Opini; Sumpah Pemuda VS Semangat Remaja


Waytenong Jum’at, 29 Oktober 2010. Dalam rangka memperingati hari Sumpah pemuda, SMPN I Waytenong mengadakan Lomba kebersihan kelas dan lomba membaca puisi. Lomba yang anggaran dananya Rp. 150.000; itu dilaksanakan penuh dengan semangat.
Sejak  kamis kemaren, para siswa sibuk membenahi kelas dan taman mereka. Dekorasi di ruangan kelas dirancang sedemikian rupa agar dewan juri terpukau saat meninjau kelas mereka. Berbagai macam pernak-pernik, mulai dari rantai yang terbuat dari kertas, origami dan lain sebagainya meramaikan suasana kelas.

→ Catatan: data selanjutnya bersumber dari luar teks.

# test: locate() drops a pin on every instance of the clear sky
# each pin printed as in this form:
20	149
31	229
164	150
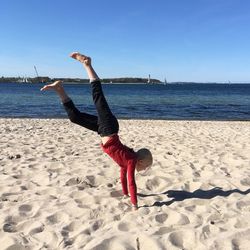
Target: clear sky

Hiasan dinding, yang kebanyakan di penuhi dengan foto tokoh-pahlawan juga menjadikan suasana menjadi terkesan penuh dengan perjuangan.
Sore itu, seolah langit ikut merasa terharu dengan semangat para remaja ini meneteskan ‘air mata’. Dan hal itu menambah semangat bagi mereka.
Pembagian tugas yang di manage dengan rapi membuat saya terkagum. Semua siswa-anggota kelas- mengerjakan tugas masing-masing ada bagian dekor, nyapu, membuang sampah taman dan ada pula yang sibuk berlatih membaca naskah Sumpah pemuda, dan di ujung kelas saya melihat seorang anak yang menghafal puisi dengan bahasa inggris. Sungguh mengagumkan “MALU, TIDAK BERUSAHA PENGEN JADI JUARA’ tulisan itulah yang terpampang di screen LCD, ada pula yang menyetel musik dengan beat yang tinggi ‘untuk menambah semangat mereka’ piker saya.
Di sini, bukan hadiah yang diperebutkan. Tapi image sebagai sang juara serta kekompakanlah yang menjadi hal utama yang ada di dalam benak adik-adik kita ini.
Keesokan harinya, gerbang sekolah belum di buka oleh staff keamanan sekolah, sudah banyak anak-anak yang menunggu dibukanya gerbang lading mereka mencari ilmu.
Saya perhatikan dari kejauhan, ternyata ada beberapa kelas yang belum finish. Ada yang menyapu, mengepel-lantai, karena malam sebelumnya hujan lumayan deras dan membuat kotor-kembali- lantai yang sudah mereka bersihkan kemaren sore. Ada jugaa yang masih berlatih untuk membuat penampilannya sempurna.
Pukul 09.00 lonceng sekolah berbunyi empat kali, tanda berkumpul. Semua murid menghambur ke lapangan, OSIS mempersiapkan Audio, Juri keliling kelas memberikan penilaian, dan anak-anak sanggar membuka acara dengan drama teatrikal sebelum ketua panitia memberikan sambutan.
Tersirat di wajah anak-anak rasa tidak sabar untuk segera mentas, namun tidak sedikit pula yang menggambarkan rasa grogi mereka, yaitu anak-anak kelas VII.
Satu persatu Mr. Teguh(guru seni budaya)- yang bertugas memberi nilai atas dramatisasi dan penghayatan puisi- memanggil nama anak yang akan tampil, sedangkan Ms. Rita(pihak UKS) memberikan nilai atas kesopanan serta kerapihan anak. Dan Ms. Titin(guru Bahasa Inggris) ditugaskan sebagai dewan penilai umum.
Setiap siswa yang mewakili kelas mereka menampilkan penampilan terbaik mereka. Ada yang membuat semua yang hadir ternganga karena penghayatan dan intonasi yang boleh dibilang mendekati sempurna, ada yang membuat semuanya tertawa, lantaran naskah yang ia bawa keliru. Dan banyak pula yang membuat ‘penonton’ sibuk dengan kesibukan masing-masing karena pembawaan puisi yang datar dan membosankan atau mungkin tidak mengerti arti dari puisi berbahassa inggris yang dibawakan anak-anak SBI.(seperti itulah anak-anak)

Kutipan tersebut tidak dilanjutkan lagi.